New Fun Comics #1 Famous 1st Edition!

So, who else got a copy of this? As it is, and as someone who owned a few tabloid-sized Famous First Editions back in the day, I have nothing but praise for it…

  • The production is first-rate. The paper is decently heavy stock, the printing is very clear, and the hardcover binding is designed so the book can be laid out flat, like a kid would have done with the original (or a newspaper comics section) on the floor of an apartment in Hell’s Kitchen in 1935.
  • Like the reprints from the 70’s, it includes all the original ads… including what may be the earliest version of “The Insult that made a Man out of Mac”! Yes, Charles Atlas is in here, as are ads for several for-profit training schools offering hope of making one’s way out of the Depression by self-improvement. One of those is for the famed ICS Correspondence Schools, which survives today as the online college Penn-Foster. Another is for Coyne Electrical School, which today is Coyne College in Chicago.
  • Unlike the reprints from the 70’s, it has several introductory pieces. One is by the late Dr. Jerry Bails, written by him for the attempted reprint of this book in 2000. Another is by Roy Thomas, who went back nearly this far when he pulled Dr. Occult out of New Fun #6 into the pages of All-Star Squadron in 1985. Then at the back we have a brief piece by @benjamin.leclear, DC’s Archivist who was the driving force behind getting this done, and a much longer entry by Nicky Wheeler-Nicholson, granddaughter of Major Wheeler-Nicholson who founded the magazine and, with it, DC. She provides not only a 2-page text piece on the Major, but also (augmented by DC’s own research) paragraph-length biographies of all of the creators whose work was in the book!

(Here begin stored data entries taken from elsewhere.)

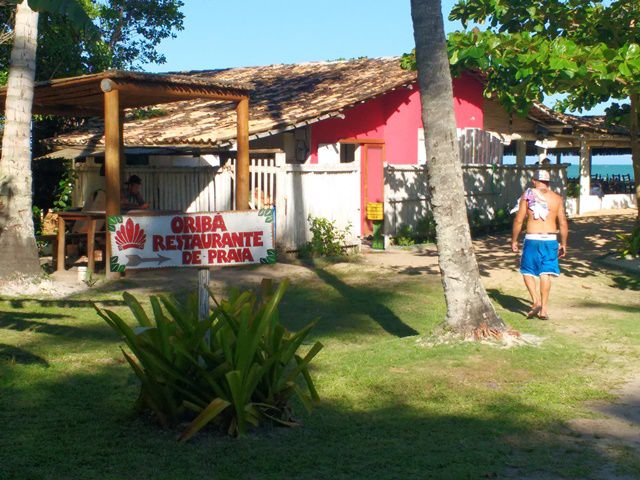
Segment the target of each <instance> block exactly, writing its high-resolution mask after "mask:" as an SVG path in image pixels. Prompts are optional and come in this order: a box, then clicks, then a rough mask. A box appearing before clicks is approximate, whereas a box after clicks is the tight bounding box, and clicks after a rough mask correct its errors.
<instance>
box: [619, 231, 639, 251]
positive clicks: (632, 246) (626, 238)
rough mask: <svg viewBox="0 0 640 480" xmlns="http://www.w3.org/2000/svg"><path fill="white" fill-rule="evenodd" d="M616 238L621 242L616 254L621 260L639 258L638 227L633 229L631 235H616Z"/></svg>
mask: <svg viewBox="0 0 640 480" xmlns="http://www.w3.org/2000/svg"><path fill="white" fill-rule="evenodd" d="M616 238H617V239H618V240H620V241H621V242H622V246H621V247H620V248H618V253H619V254H620V256H621V257H622V258H627V257H632V258H638V257H640V226H637V227H635V228H634V229H633V230H632V231H631V233H627V234H621V233H618V234H616Z"/></svg>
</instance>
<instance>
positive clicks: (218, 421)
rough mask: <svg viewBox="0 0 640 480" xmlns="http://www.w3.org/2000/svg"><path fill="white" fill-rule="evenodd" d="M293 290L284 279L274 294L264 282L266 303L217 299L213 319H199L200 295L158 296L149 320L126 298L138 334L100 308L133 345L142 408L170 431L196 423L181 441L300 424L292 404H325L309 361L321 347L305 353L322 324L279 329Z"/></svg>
mask: <svg viewBox="0 0 640 480" xmlns="http://www.w3.org/2000/svg"><path fill="white" fill-rule="evenodd" d="M287 285H288V281H287V280H285V281H283V282H282V283H281V284H280V285H279V287H278V288H277V290H275V291H274V290H273V288H272V285H271V282H270V281H267V280H264V281H263V283H262V292H261V296H260V297H258V296H256V294H255V293H253V292H252V291H249V290H247V291H244V292H240V291H238V290H234V291H232V292H231V294H230V296H229V298H228V299H226V300H223V301H221V302H220V303H218V302H216V300H215V298H213V300H214V302H215V307H214V308H213V309H212V310H211V313H210V315H209V317H208V318H207V319H206V320H200V319H199V317H198V301H197V297H196V296H195V295H192V296H191V297H190V298H189V300H188V301H187V302H186V303H185V304H180V303H177V302H176V301H174V300H172V299H169V298H167V297H164V296H161V297H155V296H152V297H150V302H151V308H152V311H153V316H152V317H149V316H148V315H147V313H146V312H145V310H144V309H143V308H142V306H141V305H140V303H139V302H138V300H136V298H135V297H133V295H130V294H129V293H124V295H123V298H124V300H125V302H126V303H127V305H128V306H129V308H130V310H131V312H132V313H133V315H134V317H135V319H136V321H137V322H138V326H137V327H134V328H131V327H130V326H129V325H127V323H126V322H125V321H124V320H123V319H122V318H121V317H120V316H119V315H117V314H116V313H114V312H113V311H111V310H101V309H99V308H98V307H96V310H97V312H98V314H99V315H100V317H102V318H103V319H104V320H105V321H106V322H107V323H108V324H109V325H110V326H111V327H112V328H113V329H114V330H115V331H116V332H117V333H118V334H119V335H121V336H122V338H123V339H124V341H125V342H126V344H127V346H128V347H129V350H130V353H129V352H128V351H125V350H124V349H123V354H124V356H125V359H126V360H127V362H128V363H129V365H130V366H131V368H132V369H133V371H134V373H135V374H136V376H137V377H138V379H139V380H140V383H141V391H140V397H139V399H138V407H139V408H141V409H145V410H147V409H148V410H150V411H152V412H153V414H154V415H155V417H156V418H157V420H158V421H159V422H160V423H161V424H162V425H163V426H175V425H177V424H178V423H180V422H182V421H184V420H190V423H189V424H188V426H187V428H186V429H185V430H184V431H183V432H182V434H181V435H180V440H181V441H186V440H188V439H189V438H191V437H192V436H193V435H195V434H196V433H197V432H198V431H199V430H201V429H202V428H204V427H205V426H207V425H208V424H213V425H216V426H218V427H219V428H221V429H224V430H225V431H227V432H228V433H229V435H241V434H243V433H245V432H246V430H247V428H249V427H250V426H254V427H255V426H258V425H259V424H260V422H262V421H267V422H275V423H277V424H281V425H286V426H293V425H296V423H295V421H294V420H293V418H292V412H291V406H290V402H291V400H292V398H293V397H296V398H298V399H299V400H300V402H301V403H302V404H303V406H304V407H305V408H306V409H308V410H311V408H312V405H313V402H314V401H317V400H318V393H317V391H316V389H315V386H314V384H313V381H312V379H311V375H310V373H309V363H310V362H311V360H312V359H313V358H314V357H315V356H316V355H317V353H318V352H319V351H320V350H321V349H322V344H320V343H319V342H316V343H315V344H313V345H312V346H311V348H310V349H309V350H308V352H307V353H306V355H301V354H299V353H298V350H299V349H300V346H301V345H302V343H303V342H304V341H305V339H306V337H307V336H308V335H309V333H310V332H311V330H312V328H313V326H314V325H315V323H311V324H309V325H307V326H306V327H304V328H303V329H301V330H300V331H298V332H296V333H292V332H289V331H287V330H286V329H285V327H284V326H282V324H281V323H280V319H279V314H278V305H279V303H280V301H281V300H282V297H283V295H284V293H285V290H286V288H287ZM212 297H213V295H212Z"/></svg>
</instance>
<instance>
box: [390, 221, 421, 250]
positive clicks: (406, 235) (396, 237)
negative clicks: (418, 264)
mask: <svg viewBox="0 0 640 480" xmlns="http://www.w3.org/2000/svg"><path fill="white" fill-rule="evenodd" d="M393 243H394V244H395V245H398V246H399V247H410V246H411V245H415V243H416V241H415V232H414V231H413V228H411V227H410V226H409V225H402V226H401V227H400V228H398V235H396V236H395V237H394V238H393Z"/></svg>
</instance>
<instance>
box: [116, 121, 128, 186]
mask: <svg viewBox="0 0 640 480" xmlns="http://www.w3.org/2000/svg"><path fill="white" fill-rule="evenodd" d="M118 115H119V117H120V118H119V120H118V121H119V125H118V128H119V132H118V133H119V135H120V188H122V186H123V185H124V182H126V181H127V172H126V170H125V169H126V167H127V156H126V155H125V153H124V110H122V109H120V110H119V113H118Z"/></svg>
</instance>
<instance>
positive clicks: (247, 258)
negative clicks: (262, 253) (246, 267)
mask: <svg viewBox="0 0 640 480" xmlns="http://www.w3.org/2000/svg"><path fill="white" fill-rule="evenodd" d="M242 261H243V262H253V255H251V250H249V249H248V248H243V249H242Z"/></svg>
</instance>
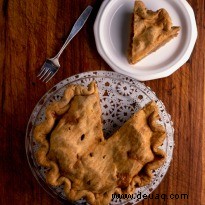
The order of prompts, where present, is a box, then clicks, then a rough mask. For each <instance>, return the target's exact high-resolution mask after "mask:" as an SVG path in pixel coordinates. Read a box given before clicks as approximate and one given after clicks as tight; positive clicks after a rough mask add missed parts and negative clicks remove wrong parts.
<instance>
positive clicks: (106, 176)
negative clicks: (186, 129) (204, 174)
mask: <svg viewBox="0 0 205 205" xmlns="http://www.w3.org/2000/svg"><path fill="white" fill-rule="evenodd" d="M158 119H159V115H158V108H157V105H156V104H155V103H154V102H150V103H149V104H148V105H146V106H145V107H144V108H142V109H141V110H139V111H138V112H136V113H135V114H134V115H133V116H132V117H131V118H130V119H129V120H128V121H127V122H126V123H125V124H124V125H123V126H122V127H121V128H120V129H119V130H118V131H116V132H115V133H114V134H113V135H112V136H111V137H110V138H109V139H107V140H106V139H104V137H103V132H102V124H101V109H100V100H99V96H98V90H97V86H96V84H95V83H94V82H92V83H91V84H90V85H89V87H88V88H85V87H83V86H79V85H77V86H75V85H71V86H69V87H68V88H67V90H66V91H65V94H64V97H63V98H62V100H60V101H58V102H55V103H53V104H51V105H50V106H49V107H48V108H47V110H46V120H45V121H44V122H43V123H41V124H39V125H38V126H37V127H36V128H35V130H34V138H35V139H36V141H37V142H38V143H39V144H40V145H41V147H40V149H39V150H38V151H37V154H36V159H37V161H38V163H39V164H40V165H42V166H45V167H48V168H49V171H48V172H47V174H46V180H47V183H48V184H50V185H53V186H59V185H62V184H63V185H64V191H65V193H66V196H67V198H68V200H70V201H77V200H79V199H81V198H85V199H86V200H87V202H88V203H90V204H91V205H107V204H108V203H109V202H110V200H111V198H112V194H114V193H117V194H131V193H133V192H134V190H135V188H136V187H140V186H144V185H147V184H149V183H150V181H151V179H152V170H153V169H157V168H159V167H160V166H161V165H162V164H163V163H164V161H165V153H164V151H162V150H161V149H159V146H160V145H161V144H162V143H163V141H164V139H165V136H166V134H165V130H164V128H163V127H162V126H161V125H159V124H158V123H157V120H158Z"/></svg>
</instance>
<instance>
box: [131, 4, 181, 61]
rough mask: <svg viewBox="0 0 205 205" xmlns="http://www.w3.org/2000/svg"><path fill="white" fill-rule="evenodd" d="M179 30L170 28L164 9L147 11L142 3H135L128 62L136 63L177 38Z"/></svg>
mask: <svg viewBox="0 0 205 205" xmlns="http://www.w3.org/2000/svg"><path fill="white" fill-rule="evenodd" d="M179 30H180V27H177V26H172V20H171V18H170V16H169V14H168V12H167V11H166V10H165V9H159V10H157V11H152V10H147V8H146V7H145V5H144V3H143V2H141V1H135V4H134V12H133V22H132V36H131V42H130V48H129V51H128V62H129V63H130V64H135V63H137V62H138V61H140V60H141V59H142V58H144V57H146V56H147V55H148V54H150V53H151V52H153V51H156V50H157V49H158V48H160V47H161V46H163V45H164V44H166V43H167V42H168V41H170V40H171V39H172V38H174V37H175V36H177V35H178V32H179Z"/></svg>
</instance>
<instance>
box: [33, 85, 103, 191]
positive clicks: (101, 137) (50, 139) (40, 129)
mask: <svg viewBox="0 0 205 205" xmlns="http://www.w3.org/2000/svg"><path fill="white" fill-rule="evenodd" d="M45 114H46V119H45V121H44V122H42V123H41V124H39V125H37V126H36V127H35V129H34V138H35V139H36V141H37V142H38V143H39V144H40V145H41V147H40V149H39V150H38V152H37V153H36V159H37V161H38V163H39V164H40V165H42V166H45V167H48V168H50V171H49V172H48V173H47V176H46V180H47V182H48V183H49V184H50V185H53V186H59V185H61V184H65V191H66V192H68V190H70V188H71V182H70V179H69V178H66V177H65V173H66V174H70V175H72V173H73V171H74V170H75V168H74V165H75V163H76V162H77V161H78V160H79V159H80V158H81V157H82V155H84V154H85V153H86V152H88V151H89V150H90V149H92V148H93V147H95V146H96V145H97V144H98V143H99V142H101V141H103V140H104V137H103V131H102V123H101V107H100V99H99V94H98V89H97V85H96V83H95V82H92V83H90V84H89V86H88V88H86V87H83V86H81V85H70V86H68V88H67V89H66V90H65V93H64V96H63V98H62V99H61V100H60V101H57V102H54V103H52V104H51V105H49V106H48V107H47V109H46V113H45Z"/></svg>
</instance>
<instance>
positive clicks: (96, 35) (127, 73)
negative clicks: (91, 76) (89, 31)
mask: <svg viewBox="0 0 205 205" xmlns="http://www.w3.org/2000/svg"><path fill="white" fill-rule="evenodd" d="M122 1H125V0H122ZM133 1H134V0H133ZM166 1H173V0H166ZM115 2H117V0H104V1H103V3H102V4H101V7H100V9H99V12H98V14H97V17H96V20H95V23H94V26H93V30H94V37H95V43H96V47H97V51H98V53H99V54H100V55H101V57H102V58H103V59H104V60H105V61H106V62H107V64H108V65H109V66H110V67H111V68H112V69H113V70H114V71H116V72H119V73H122V74H124V75H128V76H130V77H133V78H135V79H137V80H139V81H146V80H154V79H158V78H163V77H167V76H169V75H171V74H172V73H174V72H175V71H176V70H178V69H179V68H180V67H181V66H182V65H184V64H185V63H186V62H187V61H188V59H189V58H190V56H191V54H192V51H193V49H194V46H195V43H196V39H197V36H198V31H197V25H196V20H195V15H194V11H193V9H192V7H191V6H190V5H189V3H188V2H187V1H186V0H178V2H179V3H180V4H181V5H182V6H183V7H184V9H185V10H186V13H187V15H188V16H189V19H188V20H187V19H186V22H187V21H189V22H188V25H189V27H190V28H191V30H192V32H191V34H190V38H189V39H188V40H189V41H188V43H187V49H186V50H185V51H184V53H183V54H182V56H181V58H180V59H179V61H177V62H176V63H175V64H174V65H172V66H170V67H168V68H167V67H166V69H165V70H163V71H161V72H159V71H158V72H154V71H153V70H152V71H147V72H145V73H144V74H136V73H134V72H133V73H132V72H128V71H126V70H125V69H122V67H119V66H118V65H116V64H115V63H114V62H113V61H112V60H111V59H110V58H109V56H108V55H107V53H106V51H105V50H104V48H103V45H102V44H103V42H102V40H101V34H100V26H101V23H102V22H101V20H102V17H103V14H104V12H106V9H107V8H109V5H110V4H111V3H113V4H114V3H115ZM161 68H163V67H161Z"/></svg>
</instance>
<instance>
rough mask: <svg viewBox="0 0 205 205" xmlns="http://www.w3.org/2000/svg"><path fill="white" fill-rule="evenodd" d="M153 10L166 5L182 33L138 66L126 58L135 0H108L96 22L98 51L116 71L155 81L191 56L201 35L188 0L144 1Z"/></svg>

As for the comics themselves, all the stories are 1-pagers with cliffhangers, so they’re hard to judge. Art styles vary widely, ranging from the “funnies” style of “Judge Perkins” or “Loco Luke” to the heavy blacks and detailed drawings of “Sandra of the Secret Service” and “Don Drake on the Planet Saro”. The latter two, particularly, I could see someone picking up today and doing something with them (Don Drake meets Adam Strange, maybe?) The infamous “Oswald the Rabbit” strips that have supposedly blocked republication for years? They’re here, and they’re newspaper daily-style strips that make one wonder what all the fuss was about; there are only maybe half a dozen or so running at the bottom of some of the pages in the first part of the book.

In all, this is not only a fascinating look at DC’s very beginning, but a lot of fun to read. I’d encourage anyone to pick it up and look forward to hearing what others thought of it!